Para mi talla de entonces, que no llegaba a metro cuarenta, mi bicicleta era enorme, tanto es así que al principio la debía manejar pasando la pierna por debajo de la barra y haciendo equilibrios. Con una conducción curiosa para los que me observaban, que a mi tanto me importaba, me dio una enorme libertad y, como no, bastantes batacazos. Con el tiempo llegué a poder subir a la barra, sin sentarme en el sillín ya que no llegaba a los pedales, poniendo mis posaderas en el duro hierro. Muchas veces el subirme lo realizaba desde alguna pequeña altura o poniendo el pedal hacia arriba y aupándome como si subiera a la silla de un caballo. En más de una ocasión mi entrepierna caía sobre la dura barra y el golpe era de lo más doloroso. Fuera como fuere, ya podía ir más lejos en mis excursiones ciclistas y mi libertad se agrandaba. Sólo o en compañía de algunos mozalbetes recorríamos los caminos y pocas veces nos atrevíamos a ir por las carreteras a pesar del escaso tráfico existente en el Montblanc de la época. Los días del verano y de los siguientes veranos se hicieron más llevaderos y disfrutábamos de una sencilla libertad que todos ansiábamos.

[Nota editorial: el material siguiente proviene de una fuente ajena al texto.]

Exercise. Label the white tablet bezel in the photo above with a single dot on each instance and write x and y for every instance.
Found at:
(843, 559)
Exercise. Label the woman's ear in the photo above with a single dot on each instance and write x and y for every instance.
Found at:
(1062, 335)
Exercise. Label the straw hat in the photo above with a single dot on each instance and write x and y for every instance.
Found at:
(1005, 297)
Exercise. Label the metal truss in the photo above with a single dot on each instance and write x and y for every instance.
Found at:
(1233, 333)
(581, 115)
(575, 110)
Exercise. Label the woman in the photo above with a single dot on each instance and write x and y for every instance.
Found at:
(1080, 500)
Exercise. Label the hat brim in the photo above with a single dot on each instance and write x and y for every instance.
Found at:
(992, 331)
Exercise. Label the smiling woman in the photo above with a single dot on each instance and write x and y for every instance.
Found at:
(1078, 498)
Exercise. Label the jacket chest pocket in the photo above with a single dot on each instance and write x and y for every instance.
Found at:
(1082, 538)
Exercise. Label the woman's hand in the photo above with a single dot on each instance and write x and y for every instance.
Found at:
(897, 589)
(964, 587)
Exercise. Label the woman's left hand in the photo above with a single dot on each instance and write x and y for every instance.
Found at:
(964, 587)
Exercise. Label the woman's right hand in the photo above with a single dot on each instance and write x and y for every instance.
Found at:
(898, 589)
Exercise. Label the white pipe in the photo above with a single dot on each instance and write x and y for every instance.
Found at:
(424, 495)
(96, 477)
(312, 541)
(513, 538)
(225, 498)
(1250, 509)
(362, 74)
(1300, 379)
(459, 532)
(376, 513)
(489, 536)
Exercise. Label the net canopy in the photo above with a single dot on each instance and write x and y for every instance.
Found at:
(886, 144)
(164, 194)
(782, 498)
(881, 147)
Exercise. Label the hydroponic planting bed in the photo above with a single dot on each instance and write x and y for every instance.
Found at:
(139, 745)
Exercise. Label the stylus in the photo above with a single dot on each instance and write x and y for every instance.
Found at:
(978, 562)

Carreras, competiciones, ir con una mano, sin manos, forzar la bajadas a realizarlas sin frenar, quitar los guardabarros para frenar con la suela de las alpargatas o bien las sandalias según tocara, eran las muchas cosas que realizábamos. Recuerdo que en una ocasión pretendí bajar la calle donde está ubicado el antiguo hospital de santa Magdalena, en aquellas fechas sin asfaltar y con más piedras y baches que ninguna otra calle. Valiente de mi, sólo llegue a la mitad, más o menos hasta la altura de la puerta del antiguo hospital, allí mi figura y mi orgullo se fueron por tierra. La suerte de los niños, el absurdo intento se saldó con la ropa llena de polvo, algún jirón y sendas heridas en las rodillas y palmas de las manos que sanaron con saliva. Gran fortuna, ya que el llamado hospital estaba y está en desuso para los menesteres que hubiera necesitado.

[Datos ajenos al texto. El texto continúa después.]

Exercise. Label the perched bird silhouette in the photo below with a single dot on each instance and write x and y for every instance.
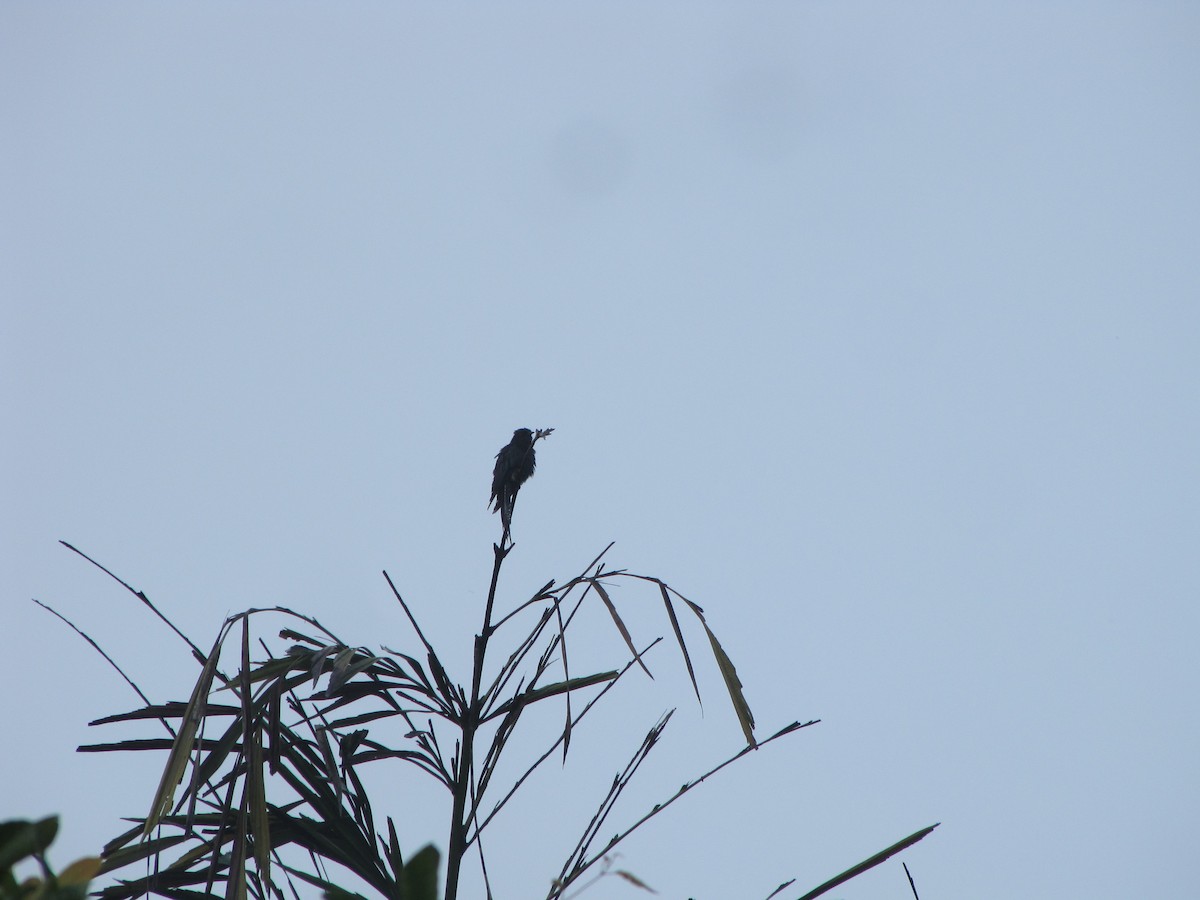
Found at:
(514, 467)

Así pasaban los días, momento que tenía libre me iba sólo o acompañado de amigos a recorrer los alrededores de aquel Montblanc de mi infancia. La ermita de San Josep, la Vall, la font de la Ceba, la font de la Ginesta, Prenafeta, La Guardia, Vilaverd, L’Espluga, Poblet, cualquier camino o cualquier lugar cercano era el destino de nuestras escapadas. Felices y contentos recorríamos las cercanías de la Vila Ducal que me vio y nos vio crecer. Pinchazos de ruedas, caídas y más golpes, reparaciones prestas o volver caminando al lado del instrumento de libertad, así quemábamos los días de los estíos. Cómo la obra de Fernán-Gómez, finalizado el verano se guardaba hasta el siguiente. Todo acabó cuando en mi casa apareció una mobylette Guzzi de 49 cc y la libertad se vio modernizada, aparcando por tiempo mi preciosa bicicleta.

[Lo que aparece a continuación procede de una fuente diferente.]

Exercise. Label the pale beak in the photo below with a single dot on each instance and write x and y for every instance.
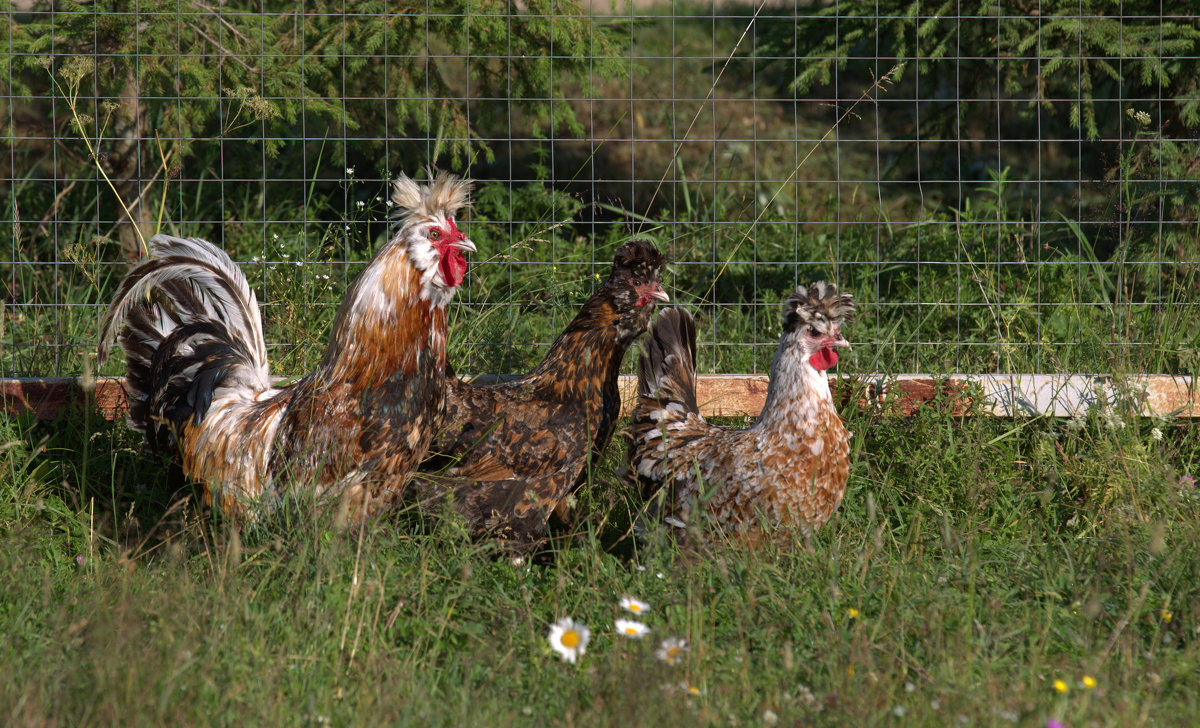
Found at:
(837, 340)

Ahora, con el paso de tiempo, la madurez de los años y el disfrute de todas las posibles libertades, se me presentan todos los recuerdos y entre ellos resalto los que adquirí con la susodicha bicicleta. Por ello, cada año cuando acaba mi verano, me acerco agradecido a ella y le digo bajito, casi sin voz para que sólo lo oiga ella, ¡Hasta el verano que viene!